Я всю свою сознательную жизнь занимался сбором информации о точках проявлениях и месторождениях уральских поделочных камней. Рылся в разных старых книгах, запоминал строки из геологических отчетов, когда видел новое проявление поделочных камней, расспрашивал друзей и знакомых, где можно, или нельзя достать, допустим, родонит хорошего качества.
Новое начальство об этом знало, и по этой причине взяло меня в свой штат. Но до реальных дел пока не доходило, и я расслабился – читал старые отчеты и ждал.
Один геофизик, с которым я был знаком по прежней работе, предложил мне съездить на север нашей области. Посмотреть и поискать новые сферы деятельности там. Поездка должна состояться на этой неделе, и у меня было время к ней подготовиться. Я начал свою подготовку с того, что навестил своего приятеля, который работал у меня в отряде водителем в одном из полевых сезонов.
Александр жил в частном доме с женой, бухгалтером геологоразведочной партии, в которой я когда-то работал, и мы отлично знали друг друга. Меня встретили очень гостеприимно, и за чаем стали делится последними новостями о работе, общих знакомых. Потом хозяин достал двухлитровую банку со спиртом, и мы выпили. Сначала за наше здоровье, потом за здоровье всех наших знакомых, и по остальным важным поводам.
Их было много, и банка стала понемногу пустеть. Мне уже было поздно ехать домой, и я остался в гостях. Мы с Александром пили неразбавленный спирт, закусывали и вспоминали полевые сезоны, в которых участвовали вместе. Я узнал, что у него болит нога и уговорил его показаться врачам, сославшись при этом на собственный богатый опыт. Потом мы взяли небольшой тайм-аут поздней ночью, вышли покурить на улицу и немного развеяться. Осмотрели вдвоем машины, которые Александр приобрел после того, как ушел из геологии, и снова отправились за стол.

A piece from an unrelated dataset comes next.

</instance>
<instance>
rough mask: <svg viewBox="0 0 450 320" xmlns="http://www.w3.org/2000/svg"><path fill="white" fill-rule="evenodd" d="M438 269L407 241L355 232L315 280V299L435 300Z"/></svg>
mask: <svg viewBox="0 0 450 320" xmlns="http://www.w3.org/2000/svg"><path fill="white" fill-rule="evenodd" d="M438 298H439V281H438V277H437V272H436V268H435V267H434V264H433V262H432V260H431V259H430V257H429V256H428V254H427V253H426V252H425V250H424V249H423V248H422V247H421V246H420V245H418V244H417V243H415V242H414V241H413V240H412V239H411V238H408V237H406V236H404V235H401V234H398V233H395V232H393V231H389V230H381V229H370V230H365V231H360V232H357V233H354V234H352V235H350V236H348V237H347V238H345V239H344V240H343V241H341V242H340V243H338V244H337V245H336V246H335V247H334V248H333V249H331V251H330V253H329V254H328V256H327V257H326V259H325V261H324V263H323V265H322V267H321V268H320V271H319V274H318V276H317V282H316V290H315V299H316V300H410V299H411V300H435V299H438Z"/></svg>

Надо было покончить, в конце концов, с этим спиртом, который остался в банке. Под утро, когда мы закончили пить и банка опустела, Александр уснул. Я нашел себе укромное место у него во дворе, и решил тоже поспать. Впереди у меня была долгая дорога, так как на этот день был запланирован отъезд на север.
Я пришел на работу вовремя. Наша Нива стояла у ворот нашего товарищества. Водитель уже сидел за рулем, геофизик Александр сидел рядом, и они поджидали только меня. Мое место было на заднем сиденье, как только я его занял, машина тронулась.
Где мы ехали и куда, я не знаю, потому что всю долгую дорогу спал, удобно устроившись на заднем сиденье. Когда приехали в небольшую деревню и остановились у дома, в котором намеревались переночевать, я проснулся и пришел в себя. Александр достал литровую бутылку Рояля, тушенку, и предложил отметить наш приезд. Мы выпили, закусили, и отлично провели большую часть ночи. Утром мы с ним отправились по делам – наводить справки у местных стариков, бывшими когда-то золотоискателями.
Они, правда, не хотели делиться с нами сведениями о старых месторождениях россыпного золота, но много вспоминали анекдоты, были и истории на эту тему. Один из них поведал, что когда заключенные мыли россыпные алмазы, после одной промывки среди алмазов осталось много золота. И со словами «это не наше», начальник колонии выкинул весь металл подальше. Вторая быль тоже было интересная. И поучительная. Какой-то геолог шел по недавно отсыпанной щебнем и песком дороге, и случайно обнаружил среди песка алмаз. После этого весь гравийно – песчаный материал с этой дороги сняли и оправили на промывку.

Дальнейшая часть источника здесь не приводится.